Thursday, December 31, 2009

An end to 2009....

I've decided to take another rest day today. I feel good about it and will resume training tomorrow...

Here is my first picture! This is what I look like at the start of week 4 in training...



I feel GREAT and am ready to start a new year! 2009 was not a bad year for me. I lost 20 pounds, made awesome new friends, and had a little bit of fun along the way! My New Year's resolutions are as follows:

1) Make more time for my friends.
My schedule has been so crazy lately that even being home for one night was bliss. I need to start making more of an effort to spend time with the people I love the most. I have been blessed with so many wonderful people, and I need to start experiencing more things with them!

2) Complete a 5k, 10k, and Half Marathon!
Last year I would have laughed at that...now, I know I will do it!

3) Stop running away from things.

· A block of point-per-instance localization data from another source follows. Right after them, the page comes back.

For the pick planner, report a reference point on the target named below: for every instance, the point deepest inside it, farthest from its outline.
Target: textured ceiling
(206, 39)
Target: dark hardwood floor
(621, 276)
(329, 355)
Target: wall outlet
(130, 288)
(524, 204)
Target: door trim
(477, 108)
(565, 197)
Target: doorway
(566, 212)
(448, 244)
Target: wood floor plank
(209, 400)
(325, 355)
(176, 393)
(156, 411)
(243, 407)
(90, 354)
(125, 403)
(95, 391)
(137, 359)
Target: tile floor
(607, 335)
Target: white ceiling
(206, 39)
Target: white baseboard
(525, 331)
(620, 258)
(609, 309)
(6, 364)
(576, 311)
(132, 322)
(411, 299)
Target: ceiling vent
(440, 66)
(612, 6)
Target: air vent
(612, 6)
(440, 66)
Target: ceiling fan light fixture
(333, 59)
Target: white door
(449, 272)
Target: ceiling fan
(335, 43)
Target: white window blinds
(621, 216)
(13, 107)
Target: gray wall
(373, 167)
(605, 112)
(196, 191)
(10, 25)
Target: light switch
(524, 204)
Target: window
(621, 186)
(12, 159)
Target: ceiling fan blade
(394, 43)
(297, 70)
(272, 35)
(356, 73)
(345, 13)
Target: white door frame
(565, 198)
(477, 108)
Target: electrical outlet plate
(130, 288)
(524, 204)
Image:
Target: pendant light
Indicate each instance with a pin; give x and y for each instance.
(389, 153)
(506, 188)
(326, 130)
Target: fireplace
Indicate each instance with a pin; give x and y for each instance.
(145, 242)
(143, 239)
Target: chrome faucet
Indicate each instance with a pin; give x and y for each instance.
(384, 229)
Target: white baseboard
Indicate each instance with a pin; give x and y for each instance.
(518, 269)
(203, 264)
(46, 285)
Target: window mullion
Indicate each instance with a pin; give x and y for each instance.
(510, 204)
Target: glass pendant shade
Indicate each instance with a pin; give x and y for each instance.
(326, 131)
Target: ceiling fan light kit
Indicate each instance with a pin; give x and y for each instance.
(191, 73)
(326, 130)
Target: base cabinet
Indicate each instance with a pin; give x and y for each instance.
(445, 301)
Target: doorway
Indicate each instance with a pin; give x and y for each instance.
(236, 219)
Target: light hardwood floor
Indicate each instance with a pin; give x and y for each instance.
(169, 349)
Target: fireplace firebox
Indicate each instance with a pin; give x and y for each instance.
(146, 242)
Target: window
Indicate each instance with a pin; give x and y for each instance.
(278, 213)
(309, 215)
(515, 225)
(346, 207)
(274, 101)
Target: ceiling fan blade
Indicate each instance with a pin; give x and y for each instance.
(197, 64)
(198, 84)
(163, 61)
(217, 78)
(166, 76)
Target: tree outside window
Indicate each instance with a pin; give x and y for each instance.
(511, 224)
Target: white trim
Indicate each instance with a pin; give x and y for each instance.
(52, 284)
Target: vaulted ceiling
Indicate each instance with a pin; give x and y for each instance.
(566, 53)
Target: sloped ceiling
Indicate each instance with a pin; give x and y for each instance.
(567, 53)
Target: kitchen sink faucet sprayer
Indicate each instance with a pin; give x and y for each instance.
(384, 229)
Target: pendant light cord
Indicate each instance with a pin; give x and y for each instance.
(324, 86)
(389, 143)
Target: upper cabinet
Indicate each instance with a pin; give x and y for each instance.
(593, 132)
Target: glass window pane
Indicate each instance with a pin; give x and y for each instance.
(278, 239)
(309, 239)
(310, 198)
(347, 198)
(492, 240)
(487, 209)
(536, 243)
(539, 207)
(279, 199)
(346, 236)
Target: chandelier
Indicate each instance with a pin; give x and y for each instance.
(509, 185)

I am a pretty put together person, but I have found myself comfortable running away from love and I need to stop. I need to just let all the damage go and move foward. This year...I will.

Alright friends, thank you so much for being so supportive and reading this blog! The support is what gets me through...I love you all!

HAPPY NEW YEAR!!!

Wednesday, December 30, 2009

Week 3 Weigh-In

I lost 2 lbs this week for a total of 9 lbs in 3 weeks! I'll take it! :0)

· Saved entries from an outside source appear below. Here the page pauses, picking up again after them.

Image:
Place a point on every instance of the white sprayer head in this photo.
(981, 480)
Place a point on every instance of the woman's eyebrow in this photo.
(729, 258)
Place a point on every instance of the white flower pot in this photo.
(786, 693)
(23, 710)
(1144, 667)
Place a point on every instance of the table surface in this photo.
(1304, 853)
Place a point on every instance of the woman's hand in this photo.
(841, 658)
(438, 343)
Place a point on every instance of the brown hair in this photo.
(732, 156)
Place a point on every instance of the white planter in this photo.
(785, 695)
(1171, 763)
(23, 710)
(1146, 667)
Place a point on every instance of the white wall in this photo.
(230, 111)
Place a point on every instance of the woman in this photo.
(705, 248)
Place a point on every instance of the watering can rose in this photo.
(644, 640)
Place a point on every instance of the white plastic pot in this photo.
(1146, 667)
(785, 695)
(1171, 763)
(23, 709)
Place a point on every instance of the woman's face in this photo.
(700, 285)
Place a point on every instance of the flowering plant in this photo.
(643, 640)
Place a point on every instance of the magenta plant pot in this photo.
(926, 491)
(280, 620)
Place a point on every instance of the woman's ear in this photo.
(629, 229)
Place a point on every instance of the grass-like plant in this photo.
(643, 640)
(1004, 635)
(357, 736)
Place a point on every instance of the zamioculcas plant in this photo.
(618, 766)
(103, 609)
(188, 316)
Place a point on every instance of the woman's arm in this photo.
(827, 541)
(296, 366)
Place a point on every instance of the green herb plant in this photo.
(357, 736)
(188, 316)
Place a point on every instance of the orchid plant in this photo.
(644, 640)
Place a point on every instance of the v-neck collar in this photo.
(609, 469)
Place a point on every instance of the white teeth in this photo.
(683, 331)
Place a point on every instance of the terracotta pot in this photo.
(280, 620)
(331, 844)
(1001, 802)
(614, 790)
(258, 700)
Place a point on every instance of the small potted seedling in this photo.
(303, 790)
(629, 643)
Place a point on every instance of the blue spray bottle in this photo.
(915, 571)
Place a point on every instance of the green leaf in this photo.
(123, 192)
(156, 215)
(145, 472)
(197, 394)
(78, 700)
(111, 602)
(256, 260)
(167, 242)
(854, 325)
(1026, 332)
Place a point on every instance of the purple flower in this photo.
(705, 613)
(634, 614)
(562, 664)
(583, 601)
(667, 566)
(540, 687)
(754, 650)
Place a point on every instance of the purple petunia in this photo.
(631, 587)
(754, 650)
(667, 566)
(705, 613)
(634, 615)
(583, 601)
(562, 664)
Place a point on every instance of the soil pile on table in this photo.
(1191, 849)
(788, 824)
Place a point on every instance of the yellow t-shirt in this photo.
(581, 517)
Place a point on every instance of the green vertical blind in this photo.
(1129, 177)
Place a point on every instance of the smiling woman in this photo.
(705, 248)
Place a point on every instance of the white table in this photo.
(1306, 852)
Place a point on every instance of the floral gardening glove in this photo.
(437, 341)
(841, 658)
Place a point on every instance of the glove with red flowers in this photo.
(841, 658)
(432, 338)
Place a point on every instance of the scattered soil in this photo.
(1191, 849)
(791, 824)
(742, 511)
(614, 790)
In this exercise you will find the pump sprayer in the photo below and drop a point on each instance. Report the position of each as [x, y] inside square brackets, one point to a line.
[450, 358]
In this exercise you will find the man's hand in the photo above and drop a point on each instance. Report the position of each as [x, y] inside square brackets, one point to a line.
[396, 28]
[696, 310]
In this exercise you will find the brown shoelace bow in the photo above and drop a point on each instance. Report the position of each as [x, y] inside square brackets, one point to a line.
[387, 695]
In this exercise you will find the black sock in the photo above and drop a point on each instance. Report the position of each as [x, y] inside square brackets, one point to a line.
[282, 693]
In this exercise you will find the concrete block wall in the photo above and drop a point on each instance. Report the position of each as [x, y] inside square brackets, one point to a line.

Let it be known...I AM TAKING THE DAY OFF FROM THE GYM! I will be spending the evening getting my dance on!

Hasta!

Tuesday, December 29, 2009

Woah!

Why the surpising title? I don't know...couldn't think of anything :p

Tonight I did the exact same workout as the last 2 nights ....30.5 running time!

I'm starting to notice a change in my body. My shape is changing...face is getting thinner and my waist is really going in! I'm starting to recognize my old self a little bit; it's kind of exciting! I went shopping yesterday and bought one size smaller in pants and shirts....HOLLA!

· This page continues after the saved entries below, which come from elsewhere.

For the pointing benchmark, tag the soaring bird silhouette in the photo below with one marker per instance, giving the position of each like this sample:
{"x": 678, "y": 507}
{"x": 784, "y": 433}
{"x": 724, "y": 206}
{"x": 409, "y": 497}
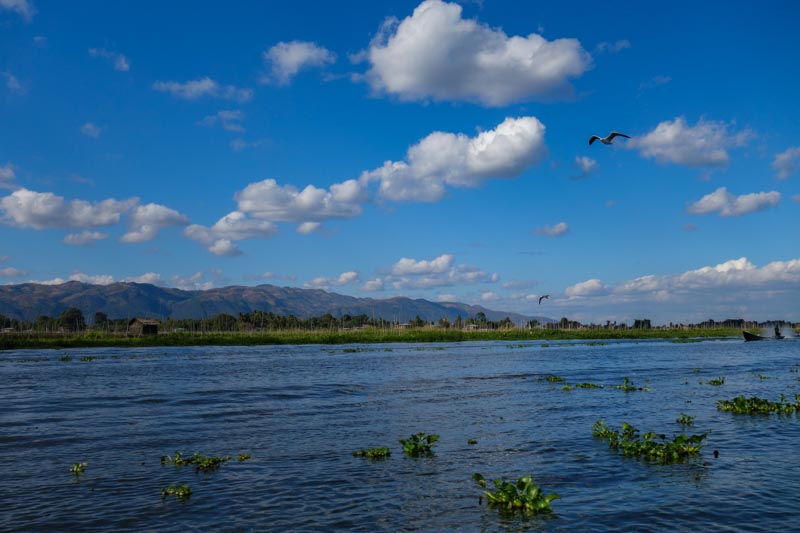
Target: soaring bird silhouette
{"x": 607, "y": 140}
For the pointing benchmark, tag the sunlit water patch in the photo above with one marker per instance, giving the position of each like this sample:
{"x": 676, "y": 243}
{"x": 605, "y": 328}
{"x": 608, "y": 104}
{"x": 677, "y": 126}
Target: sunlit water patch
{"x": 301, "y": 411}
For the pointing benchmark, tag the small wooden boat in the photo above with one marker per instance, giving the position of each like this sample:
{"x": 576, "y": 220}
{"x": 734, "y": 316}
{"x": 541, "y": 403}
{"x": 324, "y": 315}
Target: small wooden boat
{"x": 753, "y": 337}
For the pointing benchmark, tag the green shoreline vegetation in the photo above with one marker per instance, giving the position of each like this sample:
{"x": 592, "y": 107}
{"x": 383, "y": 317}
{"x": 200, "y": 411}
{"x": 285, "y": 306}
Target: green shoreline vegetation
{"x": 95, "y": 339}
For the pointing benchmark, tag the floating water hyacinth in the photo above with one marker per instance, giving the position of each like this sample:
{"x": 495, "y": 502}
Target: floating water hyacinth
{"x": 419, "y": 444}
{"x": 651, "y": 446}
{"x": 523, "y": 496}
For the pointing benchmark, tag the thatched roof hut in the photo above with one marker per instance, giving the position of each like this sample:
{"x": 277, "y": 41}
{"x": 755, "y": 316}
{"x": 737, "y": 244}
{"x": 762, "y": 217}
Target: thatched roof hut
{"x": 143, "y": 326}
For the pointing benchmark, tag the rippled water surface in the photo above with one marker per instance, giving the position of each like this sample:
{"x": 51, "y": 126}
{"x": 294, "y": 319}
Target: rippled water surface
{"x": 301, "y": 411}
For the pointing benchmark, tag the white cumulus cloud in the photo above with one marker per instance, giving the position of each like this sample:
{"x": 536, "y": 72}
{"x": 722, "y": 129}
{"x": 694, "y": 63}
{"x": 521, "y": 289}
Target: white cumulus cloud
{"x": 729, "y": 205}
{"x": 39, "y": 210}
{"x": 235, "y": 226}
{"x": 203, "y": 87}
{"x": 436, "y": 54}
{"x": 703, "y": 145}
{"x": 148, "y": 220}
{"x": 286, "y": 59}
{"x": 786, "y": 162}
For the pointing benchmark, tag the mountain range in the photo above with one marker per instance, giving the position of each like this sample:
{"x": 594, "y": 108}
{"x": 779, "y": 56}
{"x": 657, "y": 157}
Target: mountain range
{"x": 28, "y": 301}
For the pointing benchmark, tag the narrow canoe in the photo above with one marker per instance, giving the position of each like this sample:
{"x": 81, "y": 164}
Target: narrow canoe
{"x": 753, "y": 337}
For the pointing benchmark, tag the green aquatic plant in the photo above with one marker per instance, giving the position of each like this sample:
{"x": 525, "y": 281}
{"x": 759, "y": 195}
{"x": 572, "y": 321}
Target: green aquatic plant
{"x": 629, "y": 386}
{"x": 78, "y": 468}
{"x": 373, "y": 453}
{"x": 650, "y": 446}
{"x": 522, "y": 496}
{"x": 200, "y": 462}
{"x": 755, "y": 405}
{"x": 419, "y": 444}
{"x": 179, "y": 491}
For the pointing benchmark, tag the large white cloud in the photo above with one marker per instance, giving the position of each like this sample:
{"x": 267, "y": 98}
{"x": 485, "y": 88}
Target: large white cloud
{"x": 286, "y": 59}
{"x": 39, "y": 210}
{"x": 148, "y": 220}
{"x": 457, "y": 160}
{"x": 203, "y": 87}
{"x": 436, "y": 54}
{"x": 729, "y": 205}
{"x": 407, "y": 266}
{"x": 703, "y": 145}
{"x": 235, "y": 226}
{"x": 23, "y": 8}
{"x": 270, "y": 201}
{"x": 786, "y": 162}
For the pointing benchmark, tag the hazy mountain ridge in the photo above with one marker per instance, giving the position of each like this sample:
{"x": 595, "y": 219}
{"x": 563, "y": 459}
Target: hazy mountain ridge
{"x": 28, "y": 301}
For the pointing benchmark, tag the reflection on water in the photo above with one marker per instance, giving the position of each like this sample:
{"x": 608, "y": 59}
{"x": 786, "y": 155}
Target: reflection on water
{"x": 301, "y": 412}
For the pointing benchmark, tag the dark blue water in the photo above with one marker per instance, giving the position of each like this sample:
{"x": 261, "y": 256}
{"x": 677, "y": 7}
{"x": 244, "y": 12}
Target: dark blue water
{"x": 301, "y": 411}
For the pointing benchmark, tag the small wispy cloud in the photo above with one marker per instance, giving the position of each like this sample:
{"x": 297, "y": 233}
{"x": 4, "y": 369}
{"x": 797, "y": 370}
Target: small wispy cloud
{"x": 117, "y": 60}
{"x": 229, "y": 119}
{"x": 729, "y": 205}
{"x": 91, "y": 130}
{"x": 786, "y": 162}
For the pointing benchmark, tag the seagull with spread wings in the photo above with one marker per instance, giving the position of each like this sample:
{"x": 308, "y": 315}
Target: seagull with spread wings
{"x": 607, "y": 140}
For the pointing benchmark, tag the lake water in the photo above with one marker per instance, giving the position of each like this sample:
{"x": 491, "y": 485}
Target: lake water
{"x": 301, "y": 411}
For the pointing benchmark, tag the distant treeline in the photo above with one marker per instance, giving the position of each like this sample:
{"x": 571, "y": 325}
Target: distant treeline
{"x": 72, "y": 320}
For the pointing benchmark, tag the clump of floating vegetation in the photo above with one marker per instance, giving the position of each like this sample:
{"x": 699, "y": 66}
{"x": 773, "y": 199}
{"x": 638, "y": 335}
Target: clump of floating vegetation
{"x": 629, "y": 386}
{"x": 523, "y": 496}
{"x": 755, "y": 405}
{"x": 631, "y": 444}
{"x": 419, "y": 444}
{"x": 373, "y": 453}
{"x": 200, "y": 462}
{"x": 588, "y": 386}
{"x": 78, "y": 468}
{"x": 179, "y": 491}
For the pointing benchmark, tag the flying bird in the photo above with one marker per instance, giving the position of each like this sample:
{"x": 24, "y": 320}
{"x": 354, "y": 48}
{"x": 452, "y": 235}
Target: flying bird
{"x": 607, "y": 140}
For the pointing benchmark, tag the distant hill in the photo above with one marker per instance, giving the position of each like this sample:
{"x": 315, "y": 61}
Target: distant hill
{"x": 28, "y": 301}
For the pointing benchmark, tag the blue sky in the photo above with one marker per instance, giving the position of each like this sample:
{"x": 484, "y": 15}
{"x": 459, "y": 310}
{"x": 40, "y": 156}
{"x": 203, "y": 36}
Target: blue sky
{"x": 434, "y": 150}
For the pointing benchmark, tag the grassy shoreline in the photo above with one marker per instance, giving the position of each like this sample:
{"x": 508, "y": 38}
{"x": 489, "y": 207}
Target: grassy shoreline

I'm doing well but my body is really starting to feel it so I'm thinking a rest day is in order. Tomorrow I have my week 3 weigh-in. I'm expecting a lower number. Apparently that's normal for week 3 so I'm going to TRY to not get upset if it's low.

I've officially run out of things to talk about so I'm going to go pack. What's that? You want to know why I'm packing?? Ohhh well let me tell you! I got a new apt!!! I'm so stinkin' excited!!! I move in Jan. 9th...WOO HOO!

:0)

Monday, December 28, 2009

Not in the mood...

So tonight I was NOT in the mood to sweat and hurt! I almost talked myself into taking the night off just because I didn't feel like going. I thought about it for a long time and finally decided that I would allow myself to bitch and moan all I wanted. I could also have a really bad attitude...but I'm going!!! So I went...and waited in the parking lot for about 10 minutes trying to delay it as much as possible. Once I realized how stupid that was, I went in. :0)

Tonight and last night this is what I did:

2 min warm-up walk
11.5 min running no stopping
1.5 min walking
10 min running no stopping
1.0 min walking
9 min running no stopping
1 min cool-down walk

36 min total

30.5 total running time!

Saturday, December 26, 2009

3 Mile Outside Run...

No, I didn't cheat over Christmas! :0)

Today I completed my first outside run! I decided to pick out a 3 mile route to complete and just do it. The farthest I've ever gone was 2.6 miles and I thought it was time for a little push. It was...AWESOME!

It was a beautiful 48 degrees outside with very little wind. It was nice not looking at a clock and it made the time go by much faster. I did 3 minute running segments mixed with 2 minutes of walking. It wasn't too hard at all except for a 3 minute push up a hill..THAT was hell, but everything else was great. The 3 minute segments weren't bad and it's all just getting easier.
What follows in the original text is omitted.